Beautiful visualisation! and explanation of time complexities and algorithm, love the video so much!!❤
Plz make more videos no one can beat your level Absolutely Brilliant
Thanks!
5:03 I have no clue what you just said here
what accent is this?
You know you are gonna learn something when the English speaker has an foreign accent ty for the tuto dude you insane
Absolute genius, please continue making videoss
Thanks! Sure
How do you make these animations?
I use PowerPoint
Nice content, dropping a like right now
Great explanation and illustration
Your video help me a lot! Thank you
Nice man 👍
Thank u bro ♥️
i dont understand why the brute force for best_total_price has the "for i in range(len(prices)-k+1)" instead of "for i in range(len(prices)-k)". Could anyone explain this?
because the last element should be included
I figured out why. len(prices)-k+1 is the starting index of the last combination of the books. The calculations of brute force and sliding window have different index ranges.
Crazy explanation 🔥😎
Impressive Explanation ❤️
Very good explanation woow
you are genius
very helpful, thanks!
awesome channel
thaankyou it is so clear
awesome video!
this channel is so top
Well done, thank you for sharing!
Just awesome!!!!
great video! what software did you use to create this video?
Thanks! I used PowerPoint
Priceless video
Great video!!. This technique can also be leveraged in rolling hash calculations.

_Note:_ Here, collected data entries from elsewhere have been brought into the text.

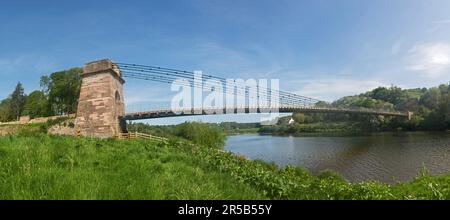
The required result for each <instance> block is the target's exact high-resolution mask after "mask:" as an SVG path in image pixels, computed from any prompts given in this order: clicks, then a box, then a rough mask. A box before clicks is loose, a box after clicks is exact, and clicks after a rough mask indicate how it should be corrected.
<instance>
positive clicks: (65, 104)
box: [41, 68, 82, 115]
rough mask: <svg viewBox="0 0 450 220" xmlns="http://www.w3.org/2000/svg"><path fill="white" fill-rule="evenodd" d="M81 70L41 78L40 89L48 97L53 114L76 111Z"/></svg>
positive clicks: (76, 69) (76, 108)
mask: <svg viewBox="0 0 450 220" xmlns="http://www.w3.org/2000/svg"><path fill="white" fill-rule="evenodd" d="M81 73H82V69H81V68H72V69H69V70H64V71H60V72H55V73H52V74H51V75H50V76H43V77H41V87H42V89H43V91H44V93H45V94H47V95H48V103H49V105H50V109H51V110H52V113H53V114H58V115H62V114H70V113H74V112H76V110H77V104H78V98H79V95H80V86H81V77H80V74H81Z"/></svg>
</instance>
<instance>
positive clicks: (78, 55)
mask: <svg viewBox="0 0 450 220" xmlns="http://www.w3.org/2000/svg"><path fill="white" fill-rule="evenodd" d="M0 20H1V22H0V75H1V77H2V80H1V81H0V94H1V96H0V97H1V98H4V97H6V96H8V94H9V93H11V91H12V90H13V88H14V86H15V84H16V83H17V81H21V82H22V83H23V84H24V86H25V89H26V92H30V91H32V90H34V89H38V88H39V77H40V76H41V75H43V74H49V73H51V72H54V71H58V70H61V69H67V68H70V67H75V66H82V65H83V64H84V63H86V62H89V61H92V60H97V59H102V58H111V59H113V60H114V61H120V62H130V63H138V64H149V65H156V66H163V67H171V68H178V69H185V70H202V71H204V72H207V73H213V74H215V75H219V76H224V77H227V78H257V79H259V78H276V79H280V84H281V88H282V89H283V90H287V91H291V92H296V93H298V94H301V95H306V96H311V97H314V98H318V99H322V100H328V101H332V100H335V99H337V98H339V97H341V96H345V95H352V94H355V93H360V92H364V91H366V90H369V89H372V88H375V87H377V86H389V85H391V84H394V85H399V86H402V87H405V88H412V87H424V86H425V87H429V86H435V85H438V84H441V83H447V82H449V81H450V1H448V0H426V1H425V0H422V1H418V0H377V1H368V0H367V1H361V0H351V1H350V0H339V1H334V0H328V1H325V0H316V1H312V0H311V1H300V0H276V1H275V0H221V1H216V0H178V1H175V0H165V1H163V0H161V1H159V0H151V1H111V0H110V1H94V0H90V1H83V0H81V1H61V0H60V1H45V0H42V1H20V0H18V1H8V2H4V3H2V6H1V7H0ZM125 93H126V94H125V95H126V101H127V103H128V104H130V105H132V106H140V107H135V108H153V109H154V108H159V107H162V106H167V105H168V103H169V101H170V99H171V97H172V96H173V95H174V93H172V92H170V88H169V86H168V85H160V84H156V83H150V82H140V81H133V80H131V79H130V80H127V83H126V87H125ZM215 118H220V120H222V119H223V118H222V117H215ZM241 118H242V117H234V119H237V120H240V119H241ZM246 118H255V117H253V116H251V117H246ZM173 120H175V119H173ZM177 120H184V119H177ZM216 120H217V119H216Z"/></svg>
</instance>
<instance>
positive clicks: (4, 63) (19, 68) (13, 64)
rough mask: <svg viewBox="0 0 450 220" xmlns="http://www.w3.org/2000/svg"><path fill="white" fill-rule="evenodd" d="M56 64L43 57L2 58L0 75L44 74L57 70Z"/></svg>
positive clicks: (32, 55)
mask: <svg viewBox="0 0 450 220" xmlns="http://www.w3.org/2000/svg"><path fill="white" fill-rule="evenodd" d="M56 67H57V65H56V63H55V62H53V61H51V60H50V59H48V58H46V57H42V56H34V55H23V56H18V57H15V58H1V57H0V70H1V71H0V75H12V74H14V75H17V74H29V73H30V72H31V73H32V74H44V73H46V72H47V71H51V70H55V69H56Z"/></svg>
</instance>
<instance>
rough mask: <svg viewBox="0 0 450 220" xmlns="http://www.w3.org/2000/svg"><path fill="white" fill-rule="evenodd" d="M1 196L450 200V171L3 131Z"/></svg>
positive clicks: (113, 140)
mask: <svg viewBox="0 0 450 220" xmlns="http://www.w3.org/2000/svg"><path fill="white" fill-rule="evenodd" d="M0 199H450V175H447V176H441V177H430V176H428V175H426V174H424V175H423V176H420V177H418V178H417V179H416V180H414V181H413V182H411V183H402V184H398V185H394V186H391V185H387V184H384V183H379V182H364V183H350V182H348V181H346V180H345V179H343V178H342V177H340V176H339V175H337V174H335V173H333V172H324V173H322V174H320V175H319V176H313V175H311V174H310V173H309V172H307V171H306V170H304V169H301V168H296V167H286V168H284V169H279V168H278V167H276V166H275V165H272V164H267V163H264V162H261V161H251V160H247V159H245V158H242V157H239V156H236V155H233V154H231V153H227V152H222V151H219V150H217V149H211V148H205V147H198V146H197V147H195V146H192V145H190V144H188V142H186V143H185V144H182V143H181V144H180V143H175V142H172V143H169V144H160V143H156V142H152V141H145V140H132V141H127V140H122V141H119V140H113V139H107V140H99V139H89V138H74V137H63V136H51V135H46V134H34V135H31V134H22V135H16V136H6V137H0Z"/></svg>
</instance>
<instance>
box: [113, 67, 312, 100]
mask: <svg viewBox="0 0 450 220" xmlns="http://www.w3.org/2000/svg"><path fill="white" fill-rule="evenodd" d="M118 66H119V68H121V69H122V70H123V69H128V70H135V71H142V72H151V73H155V74H166V75H174V76H179V77H187V78H191V79H192V78H193V76H194V73H193V72H189V71H183V70H174V69H168V68H161V67H152V66H144V65H137V64H123V63H118ZM203 77H204V78H207V79H216V80H219V81H221V82H222V83H225V82H226V79H225V78H222V77H215V76H212V75H207V74H206V75H203ZM236 85H239V84H236ZM274 91H276V90H274ZM278 92H279V93H280V94H282V95H291V96H294V97H295V98H298V99H301V100H304V101H309V102H314V103H315V102H319V101H320V100H317V99H312V98H309V97H305V96H300V95H297V94H294V93H289V92H284V91H278Z"/></svg>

Solution to the sliding window to calculate max vowels count in a string
class Solution:
def maxVowels(self, s: str, k: int) -> int:
if len(s) < k:
return 0
total = 0
lookUpv = {'a':True, 'e':True, 'i':True, 'o':True, 'u':True}
for c in s[:k]:
if c in lookUpv:
total += 1
maxTotal = total
for i in range(len(s)-k):
char_to_add = s[i+k]
if char_to_add in lookUpv:
total += 1
char_to_remove = s[i]
if char_to_remove in lookUpv:
total -= 1
maxTotal = max(maxTotal,total)
return maxTotal
Yes, I'm planning a video on Rabin-Karp algorithm, which uses rolling hash
Hey, the video on Rabin-Karp is out
@@insidecode Great!!.Thanks
This is the best explanation I have ever watched. Thank you!